Desde España, se anima al reino alauí a continuar con su “magnífica labor”, ya que hace el trabajo sucio sin esconderse, algo que una nación europea defensora de los derechos del hombre no se puede permitir.

La lectura que puede hacerse de todo esto es demoledora. Mientras el subsahariano no entre en Melilla, no importa su situación y, si se muere de hambre, por favor, que sea al otro lado de la alambrada. Pero si logra pasar, se hará lo posible para devolverlo por donde vino, a no ser que escape y logre esconderse durante horas, motivo por el cual se habrá ganado un lugar en el centro de acogida. Y a los guardias, es mejor tenerlos como al resto de la población, desinformados, aunque muy molestos con el “problema migratorio”, para que en su ignorancia, indefensión y frustración acometan todas las órdenes contrarias al derecho sin hacer preguntas.

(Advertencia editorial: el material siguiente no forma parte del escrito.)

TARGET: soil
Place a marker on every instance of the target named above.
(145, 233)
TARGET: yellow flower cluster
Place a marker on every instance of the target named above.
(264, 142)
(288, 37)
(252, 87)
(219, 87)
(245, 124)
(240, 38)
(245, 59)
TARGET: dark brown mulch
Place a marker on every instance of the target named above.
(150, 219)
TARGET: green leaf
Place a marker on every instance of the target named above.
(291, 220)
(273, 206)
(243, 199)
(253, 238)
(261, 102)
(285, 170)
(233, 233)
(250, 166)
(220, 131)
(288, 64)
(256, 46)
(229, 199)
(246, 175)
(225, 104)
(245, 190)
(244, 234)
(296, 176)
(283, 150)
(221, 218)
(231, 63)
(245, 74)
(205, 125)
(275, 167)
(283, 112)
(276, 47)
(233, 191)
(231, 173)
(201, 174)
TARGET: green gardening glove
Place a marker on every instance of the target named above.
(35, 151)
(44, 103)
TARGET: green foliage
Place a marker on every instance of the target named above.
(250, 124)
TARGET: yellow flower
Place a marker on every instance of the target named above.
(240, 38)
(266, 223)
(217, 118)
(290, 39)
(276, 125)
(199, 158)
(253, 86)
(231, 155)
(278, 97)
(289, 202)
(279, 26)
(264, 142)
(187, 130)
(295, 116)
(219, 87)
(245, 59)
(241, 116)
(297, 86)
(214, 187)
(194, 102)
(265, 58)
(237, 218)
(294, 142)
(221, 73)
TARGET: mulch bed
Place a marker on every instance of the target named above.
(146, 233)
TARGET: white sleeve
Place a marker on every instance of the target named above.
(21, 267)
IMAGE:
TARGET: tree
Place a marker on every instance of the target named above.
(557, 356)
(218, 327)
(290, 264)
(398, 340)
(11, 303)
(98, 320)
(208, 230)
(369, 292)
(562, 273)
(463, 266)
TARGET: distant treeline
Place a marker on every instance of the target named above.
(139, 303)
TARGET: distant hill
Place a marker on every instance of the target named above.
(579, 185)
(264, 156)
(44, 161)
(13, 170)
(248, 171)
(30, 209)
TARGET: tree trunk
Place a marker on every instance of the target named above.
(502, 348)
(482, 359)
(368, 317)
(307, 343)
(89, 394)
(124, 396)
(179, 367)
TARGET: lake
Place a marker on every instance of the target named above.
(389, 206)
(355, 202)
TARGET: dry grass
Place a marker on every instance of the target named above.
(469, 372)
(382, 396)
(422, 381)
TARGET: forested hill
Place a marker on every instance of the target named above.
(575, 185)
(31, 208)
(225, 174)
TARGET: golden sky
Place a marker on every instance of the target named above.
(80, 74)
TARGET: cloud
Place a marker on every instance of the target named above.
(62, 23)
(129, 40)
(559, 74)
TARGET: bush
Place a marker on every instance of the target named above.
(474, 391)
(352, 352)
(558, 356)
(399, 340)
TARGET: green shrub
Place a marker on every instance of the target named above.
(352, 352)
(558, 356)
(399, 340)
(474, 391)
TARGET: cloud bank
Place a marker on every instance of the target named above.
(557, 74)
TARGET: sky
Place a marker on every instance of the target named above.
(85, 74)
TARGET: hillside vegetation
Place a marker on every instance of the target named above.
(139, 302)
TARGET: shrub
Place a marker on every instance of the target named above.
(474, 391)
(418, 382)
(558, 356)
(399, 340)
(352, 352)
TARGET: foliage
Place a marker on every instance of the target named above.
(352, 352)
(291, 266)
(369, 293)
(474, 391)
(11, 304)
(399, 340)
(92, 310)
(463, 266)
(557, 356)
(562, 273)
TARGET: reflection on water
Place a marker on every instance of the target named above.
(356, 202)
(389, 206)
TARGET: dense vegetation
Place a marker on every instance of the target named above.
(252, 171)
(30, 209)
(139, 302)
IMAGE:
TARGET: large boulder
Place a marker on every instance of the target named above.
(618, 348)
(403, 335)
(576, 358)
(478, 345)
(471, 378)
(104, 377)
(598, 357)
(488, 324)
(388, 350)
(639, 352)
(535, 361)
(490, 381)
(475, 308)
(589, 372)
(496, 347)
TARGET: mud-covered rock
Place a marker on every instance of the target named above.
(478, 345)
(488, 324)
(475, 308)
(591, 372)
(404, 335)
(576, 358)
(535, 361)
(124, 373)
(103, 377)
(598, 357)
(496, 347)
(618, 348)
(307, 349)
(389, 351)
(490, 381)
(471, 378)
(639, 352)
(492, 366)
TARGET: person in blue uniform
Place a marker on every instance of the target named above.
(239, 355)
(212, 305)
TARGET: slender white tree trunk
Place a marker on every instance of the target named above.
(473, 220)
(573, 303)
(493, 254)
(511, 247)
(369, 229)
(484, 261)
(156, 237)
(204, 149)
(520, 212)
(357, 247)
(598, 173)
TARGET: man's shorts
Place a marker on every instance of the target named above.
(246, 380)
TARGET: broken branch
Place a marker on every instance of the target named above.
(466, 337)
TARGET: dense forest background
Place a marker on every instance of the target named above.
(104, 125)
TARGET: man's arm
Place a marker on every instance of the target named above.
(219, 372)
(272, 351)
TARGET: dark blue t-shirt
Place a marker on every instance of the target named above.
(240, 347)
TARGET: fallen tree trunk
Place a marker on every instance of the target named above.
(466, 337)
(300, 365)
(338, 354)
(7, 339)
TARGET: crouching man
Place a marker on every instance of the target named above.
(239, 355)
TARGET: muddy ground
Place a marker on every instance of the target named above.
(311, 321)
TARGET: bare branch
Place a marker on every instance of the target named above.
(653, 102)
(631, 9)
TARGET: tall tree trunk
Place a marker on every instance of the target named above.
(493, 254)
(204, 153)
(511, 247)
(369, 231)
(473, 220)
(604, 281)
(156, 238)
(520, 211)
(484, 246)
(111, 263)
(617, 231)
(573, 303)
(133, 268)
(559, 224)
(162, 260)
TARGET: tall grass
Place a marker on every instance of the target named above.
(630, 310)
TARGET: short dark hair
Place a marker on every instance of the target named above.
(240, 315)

Es decir, que mientras el África subsahariana y la Unión Europea –principales actores implicados– no salen a escena, España –haciendo mutis por el foro– confía el drama de la inmigración a un tercer país, Marruecos, que no reconoce las fronteras que custodia y que ha dado muestra clara tanto de su falta de compromiso con la lucha contra la inmigración irregular –siempre que no haya dinero de por medio– como de una falta de respeto reiterada hacia los derechos humanos. Así, en la defensa de los intereses de las administraciones implicadas y de los acuerdos económicos entre estados, se podrá hacer uso de las vidas de inmigrantes, periodistas, activistas y guardias siempre que se desee, sin el más mínimo interés real por acabar con un problema que requiere ser abordado con decisión y humanidad, así como difundido y publicado al completo, con veracidad y transparencia.